I suspect that the result of this would be to release  leaders to spend more time seeking each other out , seeking the Lord together and exploring ways to advance the Kingdom within the city (Acts13).

In order for that to happen perhaps the great need of the local church is not another Pastor Some-One but the release of Pastor One-Another.


Recently I attended the Australian School of Apostolic Ministry with apostle John Alley and his team and was reminded again of John’s teaching on Pentecost, i.e. that the primary anointing that came on the believers at Pentecost was the gift of COMMUNITY. Healing gifts etc were not new to the disciples (note the activities of the seventy two in Luke 10) but ‘community’ evaded them, as evidenced by the blatant ambition and self serving attitudes that they brought to the table on the very eve of Christ’s death.

However at Pentecost a sudden change. They are now ‘of one heart and mind and spirit’, a multitude of tables feasting around Christ, with the Lord happy to add to their numbers by the droves. And that ‘oneness’ did not come about because they ate together in homes, the simple church structure that many of us have been drawn into and love. That was a result of a powerful outpouring of the Holy Spirit, an outpouring that was much more about ‘community’ than about giftings.

As John shared I thought again of the Church at Corinth, rich in giftings but poor in love for one another, their meetings centred around the display of their gifts but their love feasts having disintegrated into a sham and their city now divided into denominational factions of which they seemed proud. As a result, says Paul, many are sick and some are dead!

This weekend the churches in Yeppoon are hosting John Mellor, an evangelist with a powerful anointing for healing. Our great hope is that that anointing will stay with us long after John has left. We too have our share of the sick and the dying! As William Booth wrote in the heyday of the Salvation Army, “We need another Pentecost!”
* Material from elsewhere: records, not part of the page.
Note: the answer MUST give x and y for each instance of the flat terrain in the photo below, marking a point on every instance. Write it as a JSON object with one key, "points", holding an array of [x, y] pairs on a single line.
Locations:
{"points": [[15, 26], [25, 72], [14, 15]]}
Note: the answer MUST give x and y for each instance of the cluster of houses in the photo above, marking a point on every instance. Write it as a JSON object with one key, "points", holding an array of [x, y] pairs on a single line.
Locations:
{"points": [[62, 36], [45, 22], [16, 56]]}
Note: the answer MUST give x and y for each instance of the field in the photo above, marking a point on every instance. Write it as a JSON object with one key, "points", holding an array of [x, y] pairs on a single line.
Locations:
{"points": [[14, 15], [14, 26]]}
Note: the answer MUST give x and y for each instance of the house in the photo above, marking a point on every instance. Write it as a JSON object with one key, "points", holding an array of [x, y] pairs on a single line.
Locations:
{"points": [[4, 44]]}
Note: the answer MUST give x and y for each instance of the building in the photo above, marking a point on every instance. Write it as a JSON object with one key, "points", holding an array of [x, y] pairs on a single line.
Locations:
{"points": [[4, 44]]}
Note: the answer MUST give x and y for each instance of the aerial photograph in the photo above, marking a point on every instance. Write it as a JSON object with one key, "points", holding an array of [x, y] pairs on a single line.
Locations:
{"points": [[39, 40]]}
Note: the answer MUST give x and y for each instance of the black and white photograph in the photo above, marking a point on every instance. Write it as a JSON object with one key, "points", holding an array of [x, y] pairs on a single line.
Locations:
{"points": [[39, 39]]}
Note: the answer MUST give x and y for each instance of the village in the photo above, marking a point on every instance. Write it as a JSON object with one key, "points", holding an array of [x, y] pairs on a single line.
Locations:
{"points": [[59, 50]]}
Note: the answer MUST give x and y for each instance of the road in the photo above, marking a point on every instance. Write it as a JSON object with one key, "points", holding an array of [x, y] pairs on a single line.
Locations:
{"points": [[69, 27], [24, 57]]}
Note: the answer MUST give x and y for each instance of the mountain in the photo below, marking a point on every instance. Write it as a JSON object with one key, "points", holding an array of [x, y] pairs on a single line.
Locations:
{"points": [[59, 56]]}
The question then is, will God send us one if our primary hunger is for the gifts, as urgent as that may seem? Or is He seeking a deeper work, a more costly one, one that cuts across every form of competition and local church ambition in our town? Can we really ‘in honour prefer one another”?  I suspect that unless we hunger after such a manifestation of God’s glory in our midst, we will be a long time waiting before we see the ‘signs that follow’.